We observed that a history of PTB, SGA infant, PCOS, and infertility were not associated with perceived risk of any conditions. This highlight a novel finding, as these conditions are associated with up to 10-fold and two-fold increased risk of type 2 DM and CVD, respectively [4,5,9,10,12,13,14,39,81], yet remain under-recognised risk factors by women. Low risk perception in this context has important implications, as it may delay engagement with preventive care, reduce motivation for lifestyle modification, and limit opportunities for early intervention during key reproductive and postpartum windows [30,82,83]. Despite shared cardiometabolic mechanisms with type 2 DM, GDM and HDP, such as insulin resistance, chronic inflammation, endothelial dysfunction, and the higher burden of pregnancy conditions such as GDM and pre-eclampsia in women with infertility and PCOS [4,16,18,38,81,84], these links remain poorly recognised [85]. In practice, reproductive-aged women attending postpartum follow-ups or fertility clinics could extend their services to assist women for early risk stratification, counselling, and referrals to preventive interventions. This is particularly relevant in the postpartum period, where barriers to sustaining healthy lifestyle change, such as competing childcare demands and limited social support, are well recognised [45]. Strengthening awareness and communication of cardiometabolic risk across patients, practitioners, and health systems may therefore be essential to translating the growing recognition of these conditions as risk markers into meaningful prevention strategies [17,30,77,86,87]. Further research is needed to improve awareness and communication of future risk across patients, practitioners, and health systems.

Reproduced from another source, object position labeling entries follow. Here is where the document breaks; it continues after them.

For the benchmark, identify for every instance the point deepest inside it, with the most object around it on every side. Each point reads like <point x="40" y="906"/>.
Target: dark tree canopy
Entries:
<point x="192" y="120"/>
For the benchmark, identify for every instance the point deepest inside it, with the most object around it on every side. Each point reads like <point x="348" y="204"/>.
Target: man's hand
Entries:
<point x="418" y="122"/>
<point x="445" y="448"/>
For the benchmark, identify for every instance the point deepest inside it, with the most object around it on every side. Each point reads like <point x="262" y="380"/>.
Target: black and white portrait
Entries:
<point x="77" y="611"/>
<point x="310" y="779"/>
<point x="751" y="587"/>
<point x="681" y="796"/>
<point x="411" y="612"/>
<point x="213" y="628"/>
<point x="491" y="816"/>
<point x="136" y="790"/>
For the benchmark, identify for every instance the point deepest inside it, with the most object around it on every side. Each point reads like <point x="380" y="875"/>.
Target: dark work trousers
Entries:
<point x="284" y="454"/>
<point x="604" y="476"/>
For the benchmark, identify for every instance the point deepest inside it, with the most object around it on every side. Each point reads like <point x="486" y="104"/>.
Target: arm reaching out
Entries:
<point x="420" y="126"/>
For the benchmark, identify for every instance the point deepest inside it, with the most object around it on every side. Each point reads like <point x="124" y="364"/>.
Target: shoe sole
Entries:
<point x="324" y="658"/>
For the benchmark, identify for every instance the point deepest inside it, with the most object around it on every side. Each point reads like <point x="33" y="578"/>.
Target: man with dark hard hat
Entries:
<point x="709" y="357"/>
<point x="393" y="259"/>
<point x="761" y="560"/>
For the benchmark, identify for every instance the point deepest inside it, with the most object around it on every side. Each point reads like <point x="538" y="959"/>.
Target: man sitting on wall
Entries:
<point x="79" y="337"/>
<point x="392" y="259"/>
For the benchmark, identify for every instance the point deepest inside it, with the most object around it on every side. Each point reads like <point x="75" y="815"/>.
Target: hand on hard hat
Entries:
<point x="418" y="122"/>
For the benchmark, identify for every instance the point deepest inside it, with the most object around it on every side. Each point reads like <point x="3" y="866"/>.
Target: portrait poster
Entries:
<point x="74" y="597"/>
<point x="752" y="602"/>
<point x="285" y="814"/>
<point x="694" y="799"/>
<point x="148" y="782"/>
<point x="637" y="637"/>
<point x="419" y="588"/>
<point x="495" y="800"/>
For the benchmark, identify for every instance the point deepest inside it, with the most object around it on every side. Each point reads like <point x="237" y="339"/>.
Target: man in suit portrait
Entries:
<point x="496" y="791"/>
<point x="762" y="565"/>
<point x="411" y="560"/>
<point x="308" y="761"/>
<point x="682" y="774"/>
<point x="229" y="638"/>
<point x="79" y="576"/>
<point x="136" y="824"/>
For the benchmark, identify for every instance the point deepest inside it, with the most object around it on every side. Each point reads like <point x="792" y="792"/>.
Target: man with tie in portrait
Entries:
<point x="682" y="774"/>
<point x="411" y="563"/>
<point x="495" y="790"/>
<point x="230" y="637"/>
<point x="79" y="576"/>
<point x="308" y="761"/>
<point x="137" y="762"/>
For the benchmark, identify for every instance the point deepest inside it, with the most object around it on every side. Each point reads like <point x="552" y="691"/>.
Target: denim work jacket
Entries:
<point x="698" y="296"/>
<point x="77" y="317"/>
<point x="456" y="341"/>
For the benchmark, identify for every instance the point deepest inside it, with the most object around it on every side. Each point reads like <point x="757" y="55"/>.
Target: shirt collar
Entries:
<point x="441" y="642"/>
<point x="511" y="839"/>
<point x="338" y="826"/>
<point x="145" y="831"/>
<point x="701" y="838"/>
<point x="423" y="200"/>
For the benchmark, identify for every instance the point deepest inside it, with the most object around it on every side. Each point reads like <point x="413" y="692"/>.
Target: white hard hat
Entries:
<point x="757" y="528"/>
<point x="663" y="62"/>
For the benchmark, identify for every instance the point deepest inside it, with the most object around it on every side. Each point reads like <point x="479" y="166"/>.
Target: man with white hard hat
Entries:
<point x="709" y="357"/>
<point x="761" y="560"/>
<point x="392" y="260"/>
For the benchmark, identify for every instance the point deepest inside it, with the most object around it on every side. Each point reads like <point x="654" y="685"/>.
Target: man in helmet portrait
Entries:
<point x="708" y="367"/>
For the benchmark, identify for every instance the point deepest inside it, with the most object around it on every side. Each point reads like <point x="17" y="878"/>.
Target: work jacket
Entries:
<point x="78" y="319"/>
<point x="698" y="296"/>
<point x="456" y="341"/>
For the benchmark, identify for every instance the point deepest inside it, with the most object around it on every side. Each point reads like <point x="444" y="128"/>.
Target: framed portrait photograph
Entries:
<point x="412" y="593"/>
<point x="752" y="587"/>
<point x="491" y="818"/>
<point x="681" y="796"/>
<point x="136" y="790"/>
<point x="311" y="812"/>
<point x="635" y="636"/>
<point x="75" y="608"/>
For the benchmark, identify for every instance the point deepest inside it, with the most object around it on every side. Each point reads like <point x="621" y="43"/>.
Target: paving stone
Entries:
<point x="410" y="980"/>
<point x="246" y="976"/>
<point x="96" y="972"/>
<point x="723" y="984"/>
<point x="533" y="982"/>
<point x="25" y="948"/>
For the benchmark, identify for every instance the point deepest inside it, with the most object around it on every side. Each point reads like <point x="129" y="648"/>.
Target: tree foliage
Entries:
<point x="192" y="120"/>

The relationship between risk perception and lifestyle behaviours is complex. Some studies suggest that higher perceived risk of type 2 DM or CVD may motivate preventive behaviours such as improving dietary and physical activity [34,88,89]. However, the association between perceived risk and actual sustained lifestyle change is far less consistent, with several studies reporting weak or no associations [90,91,92,93]. This discrepancy may reflect the influence of multiple intervening factors that constrain women’s capacity to act on risk awareness during postpartum. Psychological factors, including depression, stress, competing life priorities, and reduced self-efficacy, may limit behavioural responses even in the presence of heightened perceived risk [94,95]. In postpartum, caregiving demands, fatigue, and time constraints may further reduce opportunities for engaging in healthy lifestyle behaviours [96]. In addition, limited health literacy may impede understanding of recommended lifestyle changes or their relevance, while healthcare system barriers, including fragmented follow-ups, limited access to tailored preventive services, and insufficient counselling, may impede sustained behaviour change [44]. However, we interpret these findings as exploratory given heterogeneity in factors including study designs, outcome measures, and follow-up duration. Overall, the available evidence suggests that awareness of type 2 DM or CVD risk alone is insufficient to reliably drive behavioural change.

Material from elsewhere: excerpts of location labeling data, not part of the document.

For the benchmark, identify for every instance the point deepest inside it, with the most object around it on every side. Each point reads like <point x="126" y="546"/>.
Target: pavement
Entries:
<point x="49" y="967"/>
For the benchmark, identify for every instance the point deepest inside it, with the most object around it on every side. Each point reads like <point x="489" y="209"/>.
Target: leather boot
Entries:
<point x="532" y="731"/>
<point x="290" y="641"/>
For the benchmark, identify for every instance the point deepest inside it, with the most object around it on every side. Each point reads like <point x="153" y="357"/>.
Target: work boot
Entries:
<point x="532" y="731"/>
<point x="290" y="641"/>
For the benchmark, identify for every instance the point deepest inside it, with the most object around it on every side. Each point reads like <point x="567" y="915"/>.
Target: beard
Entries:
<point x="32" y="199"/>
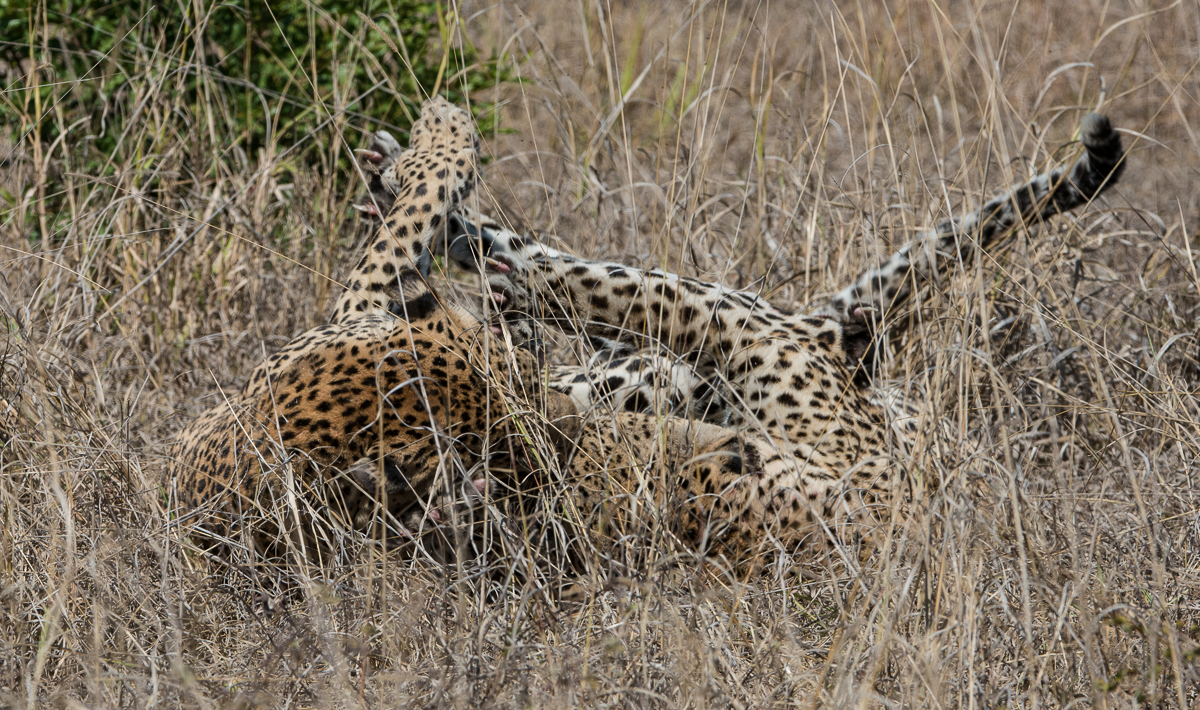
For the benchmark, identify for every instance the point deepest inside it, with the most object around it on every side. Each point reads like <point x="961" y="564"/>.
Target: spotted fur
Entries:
<point x="364" y="420"/>
<point x="805" y="441"/>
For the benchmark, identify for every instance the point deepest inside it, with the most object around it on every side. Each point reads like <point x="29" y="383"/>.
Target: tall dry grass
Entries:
<point x="781" y="146"/>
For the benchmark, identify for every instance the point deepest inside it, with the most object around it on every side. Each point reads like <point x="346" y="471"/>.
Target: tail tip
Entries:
<point x="1096" y="130"/>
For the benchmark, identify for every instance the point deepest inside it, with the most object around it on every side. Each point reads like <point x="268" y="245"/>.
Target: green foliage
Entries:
<point x="277" y="71"/>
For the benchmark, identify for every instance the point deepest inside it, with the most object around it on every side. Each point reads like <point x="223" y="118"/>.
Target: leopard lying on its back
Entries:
<point x="808" y="431"/>
<point x="403" y="387"/>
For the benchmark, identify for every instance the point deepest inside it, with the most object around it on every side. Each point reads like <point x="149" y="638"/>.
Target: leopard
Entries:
<point x="791" y="441"/>
<point x="357" y="419"/>
<point x="803" y="429"/>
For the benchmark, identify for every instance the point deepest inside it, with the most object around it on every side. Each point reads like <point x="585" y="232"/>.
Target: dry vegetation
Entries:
<point x="1054" y="560"/>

In the postpartum period, a recent systematic review reported that although women with GDM, HDP, and IUGR perceive a modest risk of future type 2 DM and CVD and report motivation to adopt preventive lifestyle behaviours, such as regular physical activity, healthy diet, and weight management, this awareness rarely translates into sustained lifestyle modification [30]. Specifically, while women reported higher odds of intentions to change lifestyle or having recently implemented preventive behaviours for type 2 DM (GDM or GHP) or CVD (DM or GHP) [41,92,97,98,99,100], inconsistent improvements in measured lifestyle behaviours were observed. Several studies reported low adherence or unsustained changes to healthy lifestyle behaviours [51,100,101], and only inconsistent associations between risk perception and actual lifestyle behaviour changes observed [92,93]. This suggests a gap between risk perception and effective behavioural action.

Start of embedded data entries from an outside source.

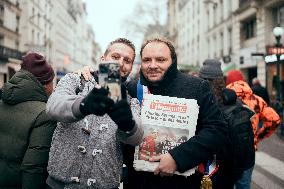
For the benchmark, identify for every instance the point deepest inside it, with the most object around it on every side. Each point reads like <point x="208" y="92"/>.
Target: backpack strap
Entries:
<point x="139" y="92"/>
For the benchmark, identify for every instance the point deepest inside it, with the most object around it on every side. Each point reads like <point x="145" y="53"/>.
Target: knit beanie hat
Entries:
<point x="234" y="75"/>
<point x="211" y="69"/>
<point x="37" y="65"/>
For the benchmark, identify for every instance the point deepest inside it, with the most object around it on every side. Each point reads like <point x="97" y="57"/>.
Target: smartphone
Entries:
<point x="109" y="78"/>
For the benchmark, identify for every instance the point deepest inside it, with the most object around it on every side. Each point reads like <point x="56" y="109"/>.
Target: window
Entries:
<point x="2" y="40"/>
<point x="221" y="10"/>
<point x="278" y="16"/>
<point x="221" y="44"/>
<point x="33" y="34"/>
<point x="214" y="14"/>
<point x="230" y="42"/>
<point x="249" y="28"/>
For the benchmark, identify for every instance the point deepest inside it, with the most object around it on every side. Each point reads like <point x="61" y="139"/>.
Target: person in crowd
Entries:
<point x="26" y="130"/>
<point x="160" y="75"/>
<point x="87" y="144"/>
<point x="259" y="90"/>
<point x="263" y="113"/>
<point x="227" y="99"/>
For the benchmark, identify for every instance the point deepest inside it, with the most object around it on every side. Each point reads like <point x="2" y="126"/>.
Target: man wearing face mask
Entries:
<point x="25" y="129"/>
<point x="87" y="144"/>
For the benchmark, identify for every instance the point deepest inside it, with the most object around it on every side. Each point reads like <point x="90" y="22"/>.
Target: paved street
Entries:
<point x="269" y="169"/>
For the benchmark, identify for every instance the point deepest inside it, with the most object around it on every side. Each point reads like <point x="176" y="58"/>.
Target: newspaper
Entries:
<point x="167" y="122"/>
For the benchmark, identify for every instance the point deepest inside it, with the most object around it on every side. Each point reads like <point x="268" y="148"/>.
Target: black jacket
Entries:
<point x="262" y="92"/>
<point x="211" y="128"/>
<point x="25" y="133"/>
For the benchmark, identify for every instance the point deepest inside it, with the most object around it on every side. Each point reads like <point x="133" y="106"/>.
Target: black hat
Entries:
<point x="211" y="69"/>
<point x="37" y="65"/>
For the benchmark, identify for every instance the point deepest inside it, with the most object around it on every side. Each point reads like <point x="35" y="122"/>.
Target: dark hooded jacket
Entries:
<point x="211" y="130"/>
<point x="25" y="133"/>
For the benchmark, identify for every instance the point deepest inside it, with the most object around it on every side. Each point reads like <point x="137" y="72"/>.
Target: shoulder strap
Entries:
<point x="139" y="91"/>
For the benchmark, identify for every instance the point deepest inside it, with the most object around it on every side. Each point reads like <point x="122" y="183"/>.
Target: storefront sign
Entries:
<point x="274" y="50"/>
<point x="273" y="58"/>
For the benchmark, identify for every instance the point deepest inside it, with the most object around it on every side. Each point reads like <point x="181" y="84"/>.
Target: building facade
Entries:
<point x="10" y="13"/>
<point x="235" y="32"/>
<point x="57" y="29"/>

While raising awareness and improving risk perception of chronic disease is critical, excessive personal responsibility is often placed on women, particularly during the postpartum period, which is a time of significant physical and emotional demands [30,44]. In addition, suboptimal communication from healthcare professionals may further undermine risk understanding and engagement in preventive care [30]. This underscores the need for greater support being needed from medical and allied healthcare practitioners in helping women understand the long-term risks of female-specific type 2 DM and CVD risk factors, and in achieving appropriate screening and lifestyle behaviours. Our findings highlight the need for structured antenatal and postpartum care models that actively engage women with female-specific cardiometabolic conditions, incorporating risk assessment, tailored lifestyle counselling, screening, and long-term follow-up. This can aid in translating awareness and intentions into meaningful and sustained engagement with primary prevention behaviours, while addressing barriers such as fatigue, caregiving demands, family commitments, and insufficient practical guidance [42,82].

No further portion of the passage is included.